Now, it would be ridiculous to assume the Foundation does not actually have the data; indeed they do, and they are provided as unwieldy files for download. So what’s all the complaining about? First, the download data cannot be queried in any reasonable fashion; if I want to know how often Sochi was viewed in January 2014, I will have to parse an entire file. Just kidding; it’s not one file. Actually, it’s one file for every single hour. With the page titles URL-encoded as requested, that is, not normalized; a single page can have dozens of different “keys”, have fun finding them all!
But I can get that information from Henrik’s fantastic page, right? Right. Unless I want to query a lot of pages. Which I have to request one by one. Henrik has done a fantastic job, and single queries seem fast, but it adds up. Especially if you do it for thousands of pages. And try to be interactive about it. (My attempt to run queries in parallel ended with Henrik temporarily blocking my tools for DDOSing his server. And rightly so. Sorry about that.)

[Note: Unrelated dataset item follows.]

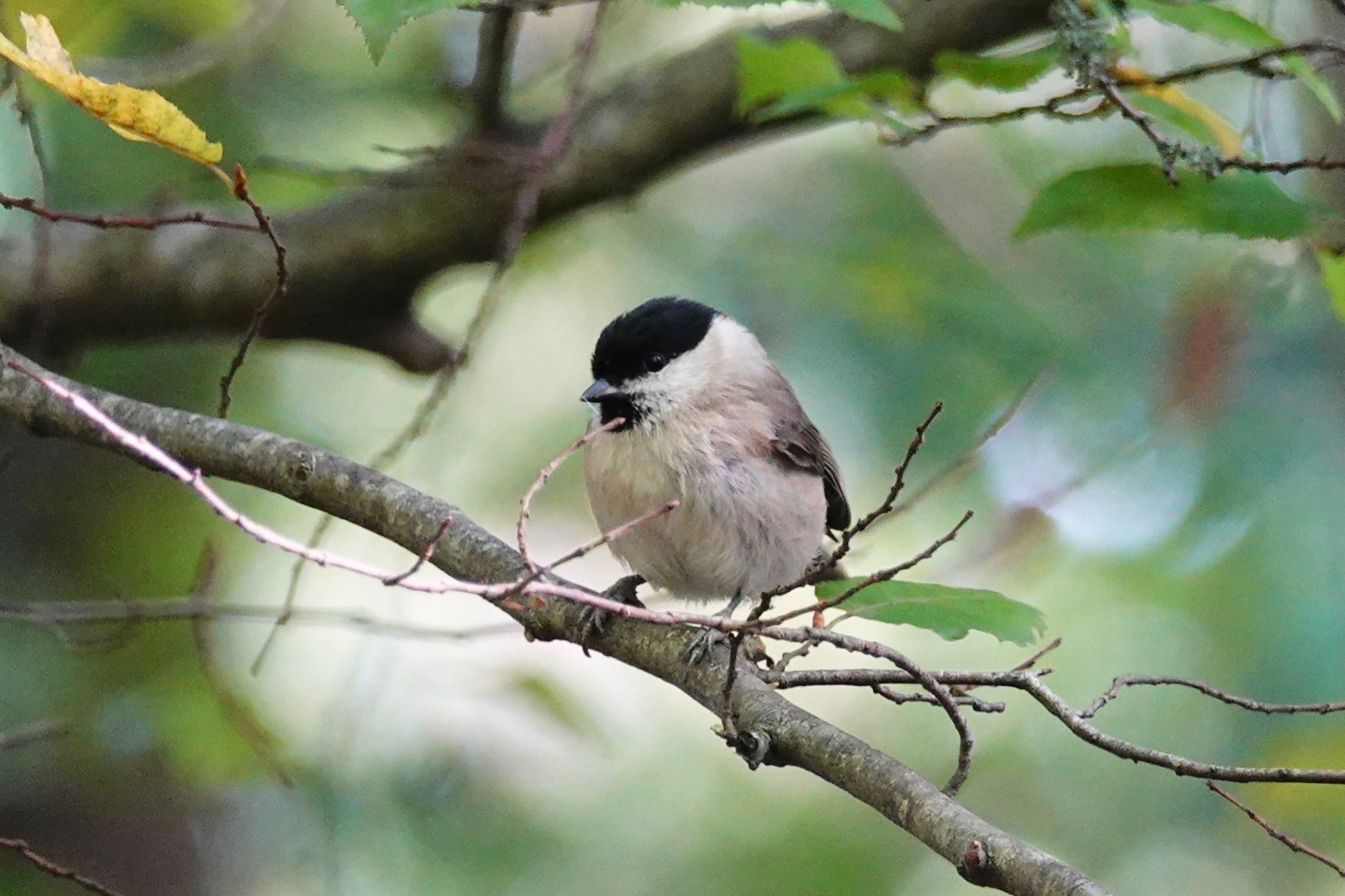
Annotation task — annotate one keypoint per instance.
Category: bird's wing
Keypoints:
(799, 445)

GLAMs (Galleries, Libraries, Archives, and Museums) are important partners of the Wikimedia Foundation in the realm of free content, and increasingly so. Last month, the Wellcome Trust released 100.000 images under the CC-BY license. Wikimedia UK is working on a transfer of these images to Wikimedia Commons. Like other GLAMs, the Wellcome Trust would surely like to know if and how these images are used in the Wikiverse, and how many people are seeing them. I try to provide a tool for that information, but, using Henrik’s server, it runs for several days to collect data for a single month, for some of the GLAM projects we have. And, having to hit a remote server with hundreds of thousands of queries via http each month, things sometimes go wrong, and then people write me why their view count is waaaay down this month, and I’ll go and fix it. Currently, I am fixing data from last November. By re-running that particular subset and crossing my fingers it will run smoothly this time.

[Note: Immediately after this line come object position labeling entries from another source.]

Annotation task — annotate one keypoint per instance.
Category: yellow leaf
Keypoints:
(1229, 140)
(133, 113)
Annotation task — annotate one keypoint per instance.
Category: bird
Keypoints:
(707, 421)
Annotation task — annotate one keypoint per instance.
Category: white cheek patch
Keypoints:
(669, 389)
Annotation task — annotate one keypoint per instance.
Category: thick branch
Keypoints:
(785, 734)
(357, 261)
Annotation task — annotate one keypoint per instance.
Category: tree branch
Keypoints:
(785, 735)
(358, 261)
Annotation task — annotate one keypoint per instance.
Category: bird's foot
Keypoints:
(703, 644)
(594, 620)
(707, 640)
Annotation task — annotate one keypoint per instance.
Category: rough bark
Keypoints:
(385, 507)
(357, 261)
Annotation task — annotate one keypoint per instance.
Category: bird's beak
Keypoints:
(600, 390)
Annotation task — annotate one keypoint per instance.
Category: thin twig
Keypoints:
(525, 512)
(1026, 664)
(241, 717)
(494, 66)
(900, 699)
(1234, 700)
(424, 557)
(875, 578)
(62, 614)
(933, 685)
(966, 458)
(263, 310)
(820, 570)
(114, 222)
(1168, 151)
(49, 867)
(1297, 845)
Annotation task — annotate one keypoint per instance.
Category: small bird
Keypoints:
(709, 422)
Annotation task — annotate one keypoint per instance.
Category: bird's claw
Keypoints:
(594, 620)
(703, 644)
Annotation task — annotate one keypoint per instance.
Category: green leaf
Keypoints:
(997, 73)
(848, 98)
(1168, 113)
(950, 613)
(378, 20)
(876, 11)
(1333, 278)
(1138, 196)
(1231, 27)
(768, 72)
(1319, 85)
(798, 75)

Like others, I have tried to get the Foundation to provide the page view data in a more accessible and local (as in toolserver/Labs) way. Like others, I failed. The last iteration was a video meeting with the Analytics team (newly restarted, as the previous Analytics team didn’t really work out for a reason; I didn’t inquire too deeply), which ended with a promise to get this done Real Soon Now™, and the generous offer to use the page view data from their hadoop cluster. Except the cluster turned out to be empty; I then was encouraged to import the view data myself. (No, this is not a joke. I have the emails to prove it.) As much as I enjoy working with and around the Wikiverse, I do have neither the time, the bandwidth, nor the inclination to do your paid jobs for you, thank you very much.

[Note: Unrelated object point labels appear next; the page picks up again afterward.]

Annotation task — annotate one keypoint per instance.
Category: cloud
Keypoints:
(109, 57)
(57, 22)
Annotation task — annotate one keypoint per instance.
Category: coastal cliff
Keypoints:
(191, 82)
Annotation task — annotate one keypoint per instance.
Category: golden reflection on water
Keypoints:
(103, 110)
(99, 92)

As the sophisticated reader might have picked up at this point, the entire topic is rather frustrating for myself and others, and being unable to offer a patchy, error-prone data set to GLAMs who have released hundreds of thousands of files under a free license into Commons is, quite frankly, disgraceful. The requirement for the Foundation is not unreasonable; providing what Henrik has been doing for years on his own would be quite sufficient. Not even that is required; myself and others have volunteered to write interfaces if the back-end data is provided in a usable form.
Of the tools I try to provide in the GLAM realm, some don’t really work at the moment due to the constraints described above; some work so-so, kept running with a significant amount of manual fixing. Adding 100.000 Wellcome Trust images may be enough for them to come to a grinding halt. And when all the institutions who so graciously have contributed free content to the Wikiverse come a-running, I will make it perfectly clear that there is only the Foundation to blame.